Me Inspiro en ti, Verónica:
Muéstrame tus dibujos.
Inspiración.
¿Dónde se consigue?
¿O de dónde surge?
¿Cómo se le da vida?
¿Cómo encendemos esa chispa?
Por años, pensé que era un golpe de suerte que solo aquellos con el talento suficiente —o la inteligente de reconocerlo— eran los capaces de tomarlo entre sus dedos y transformarlo en oro.
En algo brillante, limpio e inigualable.
Algo tangible, alucinante.
Pasé mi vida buscando producir magia a la fuerza, con mi voluntad. Hoy, entendí que la inspiración no es un golpe. Ni siquiera algo desconocido que un día se atraviesa a medio camino.
La inspiración está cerca, es conocida y con sensación de familia.
La inspiración llegaba por olores, por roces o sonidos que parecían viajar contigo a través del tiempo.
Para mi padre, fue la risa de mi madre.
Para Jace, las caricias de April.
Para April, las sonrisas de Jace.
Para mí, siempre fue Vera.
Verónica corría alrededor de la cancha como si en algún momento fuera a caerse sobre el césped, pero se veía contenta.

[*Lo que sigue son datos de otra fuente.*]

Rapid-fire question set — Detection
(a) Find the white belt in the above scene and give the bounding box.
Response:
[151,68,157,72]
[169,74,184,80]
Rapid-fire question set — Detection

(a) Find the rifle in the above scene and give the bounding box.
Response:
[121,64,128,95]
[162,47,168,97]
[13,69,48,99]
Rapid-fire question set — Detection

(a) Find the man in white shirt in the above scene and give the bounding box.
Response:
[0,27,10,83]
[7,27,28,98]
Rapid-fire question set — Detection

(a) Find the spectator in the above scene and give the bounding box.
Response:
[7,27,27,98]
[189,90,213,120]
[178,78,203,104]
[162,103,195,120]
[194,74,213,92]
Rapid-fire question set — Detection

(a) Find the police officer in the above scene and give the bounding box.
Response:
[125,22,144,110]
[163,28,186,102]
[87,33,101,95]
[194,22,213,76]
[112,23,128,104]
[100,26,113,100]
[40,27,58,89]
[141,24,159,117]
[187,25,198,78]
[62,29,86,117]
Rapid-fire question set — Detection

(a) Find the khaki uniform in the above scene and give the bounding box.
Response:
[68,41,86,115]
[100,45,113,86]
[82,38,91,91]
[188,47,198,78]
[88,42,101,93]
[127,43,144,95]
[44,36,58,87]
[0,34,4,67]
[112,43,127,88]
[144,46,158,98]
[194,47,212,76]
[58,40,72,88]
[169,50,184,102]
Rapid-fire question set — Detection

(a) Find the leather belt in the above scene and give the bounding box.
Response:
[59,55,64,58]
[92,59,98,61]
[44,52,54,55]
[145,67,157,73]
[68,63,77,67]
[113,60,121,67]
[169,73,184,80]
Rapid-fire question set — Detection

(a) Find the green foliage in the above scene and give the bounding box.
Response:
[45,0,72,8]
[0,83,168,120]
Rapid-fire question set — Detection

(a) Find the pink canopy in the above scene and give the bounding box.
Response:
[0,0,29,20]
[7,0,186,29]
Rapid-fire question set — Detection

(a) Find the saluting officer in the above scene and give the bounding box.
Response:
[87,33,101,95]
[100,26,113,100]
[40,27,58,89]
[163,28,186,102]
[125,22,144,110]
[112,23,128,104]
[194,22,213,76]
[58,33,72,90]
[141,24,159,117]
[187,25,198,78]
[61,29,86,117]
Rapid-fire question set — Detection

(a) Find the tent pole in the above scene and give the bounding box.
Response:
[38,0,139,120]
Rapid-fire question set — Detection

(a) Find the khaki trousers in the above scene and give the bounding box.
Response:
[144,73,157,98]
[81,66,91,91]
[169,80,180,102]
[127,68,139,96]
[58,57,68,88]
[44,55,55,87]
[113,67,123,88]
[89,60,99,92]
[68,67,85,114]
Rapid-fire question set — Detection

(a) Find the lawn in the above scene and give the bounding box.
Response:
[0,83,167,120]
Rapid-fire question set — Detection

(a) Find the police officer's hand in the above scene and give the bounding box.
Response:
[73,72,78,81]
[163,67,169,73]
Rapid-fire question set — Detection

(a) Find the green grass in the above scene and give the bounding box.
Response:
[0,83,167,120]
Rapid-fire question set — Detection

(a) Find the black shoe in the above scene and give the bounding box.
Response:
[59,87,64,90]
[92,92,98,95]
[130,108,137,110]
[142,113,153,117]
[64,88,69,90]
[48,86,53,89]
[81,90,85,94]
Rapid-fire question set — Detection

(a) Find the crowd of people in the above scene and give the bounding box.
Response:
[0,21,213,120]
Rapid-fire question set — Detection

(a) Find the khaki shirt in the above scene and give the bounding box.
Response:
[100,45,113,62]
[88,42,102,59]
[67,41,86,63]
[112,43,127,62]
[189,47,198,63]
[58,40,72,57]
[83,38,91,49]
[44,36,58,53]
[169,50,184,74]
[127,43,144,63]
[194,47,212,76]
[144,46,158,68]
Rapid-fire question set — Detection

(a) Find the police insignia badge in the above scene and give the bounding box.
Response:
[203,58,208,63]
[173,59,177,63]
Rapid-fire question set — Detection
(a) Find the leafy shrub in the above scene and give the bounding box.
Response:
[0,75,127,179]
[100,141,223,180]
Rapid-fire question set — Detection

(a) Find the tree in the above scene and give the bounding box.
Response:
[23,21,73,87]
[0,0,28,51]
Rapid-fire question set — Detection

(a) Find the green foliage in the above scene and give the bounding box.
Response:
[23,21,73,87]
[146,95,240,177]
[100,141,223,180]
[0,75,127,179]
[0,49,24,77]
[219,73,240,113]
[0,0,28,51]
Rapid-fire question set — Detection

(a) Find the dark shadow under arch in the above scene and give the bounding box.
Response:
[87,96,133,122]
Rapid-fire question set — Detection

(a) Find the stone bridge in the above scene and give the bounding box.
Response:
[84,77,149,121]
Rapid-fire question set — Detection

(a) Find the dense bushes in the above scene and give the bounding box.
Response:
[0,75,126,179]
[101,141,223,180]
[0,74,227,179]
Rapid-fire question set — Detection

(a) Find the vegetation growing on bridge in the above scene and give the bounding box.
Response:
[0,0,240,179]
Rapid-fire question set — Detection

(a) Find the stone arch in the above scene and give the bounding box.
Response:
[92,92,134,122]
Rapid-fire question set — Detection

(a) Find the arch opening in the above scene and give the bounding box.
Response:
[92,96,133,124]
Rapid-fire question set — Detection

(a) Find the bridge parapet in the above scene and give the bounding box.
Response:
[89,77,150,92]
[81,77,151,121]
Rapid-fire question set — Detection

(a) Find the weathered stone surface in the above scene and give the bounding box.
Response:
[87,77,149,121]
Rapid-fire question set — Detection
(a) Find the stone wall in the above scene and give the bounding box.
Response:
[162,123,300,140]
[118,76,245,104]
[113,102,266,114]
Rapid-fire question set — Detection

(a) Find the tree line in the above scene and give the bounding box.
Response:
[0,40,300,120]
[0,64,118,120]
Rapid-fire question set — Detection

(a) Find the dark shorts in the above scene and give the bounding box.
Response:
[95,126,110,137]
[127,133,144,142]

Tan contenta como puede estar una chica menuda y poco atlética a las 8:00 AM.
Su piel blanca, casi pálida, brillaba enrojecida a causa de su sudor y el esfuerzo. Los mechones rojizos que consiguieron escaparse de su cola alta estaban esparcidos y pegados a su cuello y rostro. Resoplaba por la boca, sus pecas se marcaban y se acentuaban.
A mí, por otro lado, me gustaba venir y observarla. Y a ella le gustaba fingir que no se daba cuenta, pero era totalmente consciente de mi presencia.
Así que de esa forma transcurrían algunas mañanas; ella corría mirándome de reojo y yo me dedicaba a dibujarla.
Pero esa mañana, como cosa rara entre nosotros, ella desvió su marcha.
—¿Qué haces? —Preguntó sentándose a mi lado, se veía acalorada, cansada y muy, muy, relajada. Inmediatamente cerré las páginas del block sobre mis piernas.
Elevó su ceja de forma incrédula: —Vamos, Oliver. Déjame ver.
Entonces yo reí.
—Ni por error, Vera.
Por el contrario, solamente estiré mi mano y aparté mechones de cabello de su rostro. Ella me dejaba tocarla como si confiara absolutamente en mí.
Le había dicho que aquel lugar me inspiraba y que por eso siempre me encontraba allí. Sin embargo, más era el tiempo que me dedicaba a observarla que el que invertía en mis dibujos.
Dibujaba, pero siempre lo hacía al llegar a casa, luego de dejar escapar la mañana mirándola sonrojada desde las gradas.
—¿Acaso me estás dibujando? —Preguntó ladeando la cabeza, aquel era un gesto típico de ella. Ladeaba la cabeza como una pequeña ave curioso y en vigilia.
Si.
—No.
—No te creo. —Me retó conteniendo la risa, se inclinó sobre mi tratando de arrancarme el cuaderno de entre los dedos.
Su risa era estremecedora, tierna. No era musical ni moderada, era igual que ella: llamativa, curiosa, adictiva.
Era imposible no reírse cuando Vera lo hacía.
—No vas a ver mis dibujos. —Le dije riendo, la sostuve entre mis manos, cuidando siempre que las suyas se alejaran de mis pertenencias, y la miré.
Tenía los ojos oscuros, pero un tono más caramelo en el borde. Sus labios eran finos y pálidos. Arrugaba la nariz intentando ser graciosa y las pecas de su rostro eran como si hubieran explotado sobre él; sin orden, sin propósito. Solamente ahí, decorando lo más hermoso que había visto.
Su cabello era rojo, intenso, casi de mentiras, oscurecido por la humedad. Verónica siempre olía distinto, era un olor particular, era capaz de reconocerla cuando llegaba y de extrañarlo cuando se iba.
Verónica me recordaba a la tierra mojada, más específicamente, a las bebidas de canela que mi madre solía preparar los días lluviosos cuando salía a jugar afuera bajo la lluvia.